To calculate age at disease diagnosis, death, and censoring, we computed the dates of birth (DOB) using the Month of Birth Data Field (Data-Field 52) and Year of Birth (Data-Field 34). All DOB were set to the first day of their birth month to avoid negative age of disease values. All ages at events = 0 were changed to the age event of 1 month, since snpnet-Cox uses values greater than 0. There were 40 dates of events that were one month before birth that were changed to DOB.
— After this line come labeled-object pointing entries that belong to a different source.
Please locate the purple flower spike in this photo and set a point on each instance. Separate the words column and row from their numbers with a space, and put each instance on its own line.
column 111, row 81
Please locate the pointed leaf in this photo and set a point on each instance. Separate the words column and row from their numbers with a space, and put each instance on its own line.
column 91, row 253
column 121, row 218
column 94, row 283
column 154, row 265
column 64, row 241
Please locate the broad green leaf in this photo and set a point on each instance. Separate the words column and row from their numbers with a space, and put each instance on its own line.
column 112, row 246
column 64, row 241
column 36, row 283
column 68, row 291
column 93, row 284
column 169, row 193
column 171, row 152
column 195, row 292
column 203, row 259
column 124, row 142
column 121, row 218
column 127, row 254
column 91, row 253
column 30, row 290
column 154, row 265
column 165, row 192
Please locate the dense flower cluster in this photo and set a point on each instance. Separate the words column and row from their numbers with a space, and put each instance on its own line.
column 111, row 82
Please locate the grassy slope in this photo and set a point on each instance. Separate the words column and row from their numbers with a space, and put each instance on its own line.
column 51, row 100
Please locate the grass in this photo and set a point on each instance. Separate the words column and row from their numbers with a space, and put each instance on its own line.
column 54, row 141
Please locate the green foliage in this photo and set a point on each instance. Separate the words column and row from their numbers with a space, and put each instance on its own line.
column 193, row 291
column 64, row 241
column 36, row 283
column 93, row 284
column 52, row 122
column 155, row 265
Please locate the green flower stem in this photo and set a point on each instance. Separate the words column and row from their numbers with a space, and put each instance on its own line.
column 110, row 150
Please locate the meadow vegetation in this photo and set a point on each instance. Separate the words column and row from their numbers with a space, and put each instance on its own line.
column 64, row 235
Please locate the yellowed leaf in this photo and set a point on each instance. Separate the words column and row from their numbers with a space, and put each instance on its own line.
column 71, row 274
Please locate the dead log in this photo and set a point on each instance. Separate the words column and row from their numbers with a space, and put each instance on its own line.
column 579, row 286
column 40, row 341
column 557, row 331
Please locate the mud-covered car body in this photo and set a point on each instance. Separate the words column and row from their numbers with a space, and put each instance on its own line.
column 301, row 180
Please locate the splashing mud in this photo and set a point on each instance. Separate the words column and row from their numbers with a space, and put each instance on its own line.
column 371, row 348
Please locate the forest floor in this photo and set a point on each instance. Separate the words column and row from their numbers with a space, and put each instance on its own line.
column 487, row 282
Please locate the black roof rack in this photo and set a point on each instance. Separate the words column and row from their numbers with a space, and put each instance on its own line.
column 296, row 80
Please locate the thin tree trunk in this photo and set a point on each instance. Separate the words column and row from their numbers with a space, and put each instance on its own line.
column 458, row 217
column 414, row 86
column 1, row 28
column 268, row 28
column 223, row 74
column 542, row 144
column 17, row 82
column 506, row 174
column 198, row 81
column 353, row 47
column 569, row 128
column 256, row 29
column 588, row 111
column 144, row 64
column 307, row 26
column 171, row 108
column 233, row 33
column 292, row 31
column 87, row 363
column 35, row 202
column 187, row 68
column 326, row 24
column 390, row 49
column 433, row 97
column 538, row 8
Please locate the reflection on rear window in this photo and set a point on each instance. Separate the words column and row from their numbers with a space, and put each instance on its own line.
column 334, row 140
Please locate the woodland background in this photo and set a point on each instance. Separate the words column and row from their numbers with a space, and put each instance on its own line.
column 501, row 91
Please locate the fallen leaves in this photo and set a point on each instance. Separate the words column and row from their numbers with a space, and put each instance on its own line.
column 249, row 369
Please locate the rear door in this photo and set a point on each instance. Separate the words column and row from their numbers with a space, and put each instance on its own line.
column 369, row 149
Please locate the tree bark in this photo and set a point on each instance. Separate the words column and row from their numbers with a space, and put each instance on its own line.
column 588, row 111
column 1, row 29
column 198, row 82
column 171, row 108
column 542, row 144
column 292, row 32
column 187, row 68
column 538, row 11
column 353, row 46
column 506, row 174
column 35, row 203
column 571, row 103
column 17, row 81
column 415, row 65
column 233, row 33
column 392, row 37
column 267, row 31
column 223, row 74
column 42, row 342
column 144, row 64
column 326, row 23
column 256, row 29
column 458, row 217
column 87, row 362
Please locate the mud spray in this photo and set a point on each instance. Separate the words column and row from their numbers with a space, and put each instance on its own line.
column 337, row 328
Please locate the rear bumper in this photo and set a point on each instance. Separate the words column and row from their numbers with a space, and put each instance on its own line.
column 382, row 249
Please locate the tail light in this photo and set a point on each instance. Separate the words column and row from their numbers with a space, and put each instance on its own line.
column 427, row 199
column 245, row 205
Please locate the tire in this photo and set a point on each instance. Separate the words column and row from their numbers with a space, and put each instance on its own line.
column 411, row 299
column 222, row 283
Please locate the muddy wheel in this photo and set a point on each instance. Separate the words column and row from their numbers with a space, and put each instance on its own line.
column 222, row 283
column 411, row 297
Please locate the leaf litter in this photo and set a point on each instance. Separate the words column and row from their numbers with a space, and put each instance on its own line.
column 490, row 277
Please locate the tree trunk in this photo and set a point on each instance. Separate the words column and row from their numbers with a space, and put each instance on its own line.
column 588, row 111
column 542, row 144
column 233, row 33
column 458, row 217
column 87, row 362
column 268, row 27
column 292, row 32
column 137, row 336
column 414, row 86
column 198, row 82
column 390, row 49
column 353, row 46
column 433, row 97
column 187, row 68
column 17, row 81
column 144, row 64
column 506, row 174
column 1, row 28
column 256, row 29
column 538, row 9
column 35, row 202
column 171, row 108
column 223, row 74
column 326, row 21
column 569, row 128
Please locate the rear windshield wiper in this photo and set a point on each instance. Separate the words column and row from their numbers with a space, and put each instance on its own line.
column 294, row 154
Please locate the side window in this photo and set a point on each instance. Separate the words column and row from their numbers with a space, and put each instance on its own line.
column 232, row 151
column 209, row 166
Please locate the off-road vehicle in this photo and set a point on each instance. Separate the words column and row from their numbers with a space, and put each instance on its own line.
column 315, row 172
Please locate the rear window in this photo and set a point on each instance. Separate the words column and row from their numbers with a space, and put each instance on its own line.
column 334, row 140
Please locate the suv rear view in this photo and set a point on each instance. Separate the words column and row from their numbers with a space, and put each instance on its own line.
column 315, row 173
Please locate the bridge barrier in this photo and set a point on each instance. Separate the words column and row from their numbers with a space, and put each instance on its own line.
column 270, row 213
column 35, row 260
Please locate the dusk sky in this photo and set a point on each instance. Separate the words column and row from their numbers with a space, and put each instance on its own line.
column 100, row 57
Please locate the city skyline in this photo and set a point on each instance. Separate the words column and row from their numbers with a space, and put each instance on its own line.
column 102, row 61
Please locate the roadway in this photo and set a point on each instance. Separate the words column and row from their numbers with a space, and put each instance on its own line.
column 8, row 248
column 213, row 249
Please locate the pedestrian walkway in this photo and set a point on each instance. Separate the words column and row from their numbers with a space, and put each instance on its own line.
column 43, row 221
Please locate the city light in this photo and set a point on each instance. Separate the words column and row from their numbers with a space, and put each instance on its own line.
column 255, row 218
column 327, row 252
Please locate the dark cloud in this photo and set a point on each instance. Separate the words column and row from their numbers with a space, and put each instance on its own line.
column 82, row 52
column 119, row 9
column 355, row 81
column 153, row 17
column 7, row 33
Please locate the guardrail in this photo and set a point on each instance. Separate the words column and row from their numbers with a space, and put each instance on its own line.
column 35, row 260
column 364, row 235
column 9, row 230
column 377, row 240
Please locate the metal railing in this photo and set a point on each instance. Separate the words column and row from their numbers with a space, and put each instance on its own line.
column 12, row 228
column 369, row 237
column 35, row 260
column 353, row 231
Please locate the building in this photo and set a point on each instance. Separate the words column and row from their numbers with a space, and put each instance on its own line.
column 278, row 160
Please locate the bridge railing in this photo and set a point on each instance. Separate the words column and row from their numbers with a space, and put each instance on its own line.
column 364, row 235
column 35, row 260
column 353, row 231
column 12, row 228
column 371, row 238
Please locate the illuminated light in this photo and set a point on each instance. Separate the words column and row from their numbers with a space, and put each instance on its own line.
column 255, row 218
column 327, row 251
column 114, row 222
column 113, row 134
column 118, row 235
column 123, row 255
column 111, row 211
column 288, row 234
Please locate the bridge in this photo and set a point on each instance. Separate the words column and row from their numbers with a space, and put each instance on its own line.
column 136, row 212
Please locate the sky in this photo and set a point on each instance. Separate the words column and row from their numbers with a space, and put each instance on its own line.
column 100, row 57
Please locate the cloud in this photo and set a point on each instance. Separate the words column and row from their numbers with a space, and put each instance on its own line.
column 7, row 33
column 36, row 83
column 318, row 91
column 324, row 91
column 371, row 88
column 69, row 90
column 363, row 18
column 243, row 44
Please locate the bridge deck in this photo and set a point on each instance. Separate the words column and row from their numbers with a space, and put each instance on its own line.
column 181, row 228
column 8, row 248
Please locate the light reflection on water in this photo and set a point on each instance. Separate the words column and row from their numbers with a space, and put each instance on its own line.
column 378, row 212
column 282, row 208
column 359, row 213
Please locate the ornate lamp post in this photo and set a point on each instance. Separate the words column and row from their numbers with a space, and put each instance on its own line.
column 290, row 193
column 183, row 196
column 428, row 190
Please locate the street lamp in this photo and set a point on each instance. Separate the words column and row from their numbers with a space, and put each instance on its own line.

Data was structured by an n by p matrix of covariate values, where each row corresponded to an individual from the UK Biobank and each column a covariate. y was an n-length vector of event/death/censoring times, and status was an n-length vector where 0 was assigned if the entry in y was indicative of right censoring (i.e. the event had not yet happened at the time the data was collected) or death, and 1 was assigned if the event occurred.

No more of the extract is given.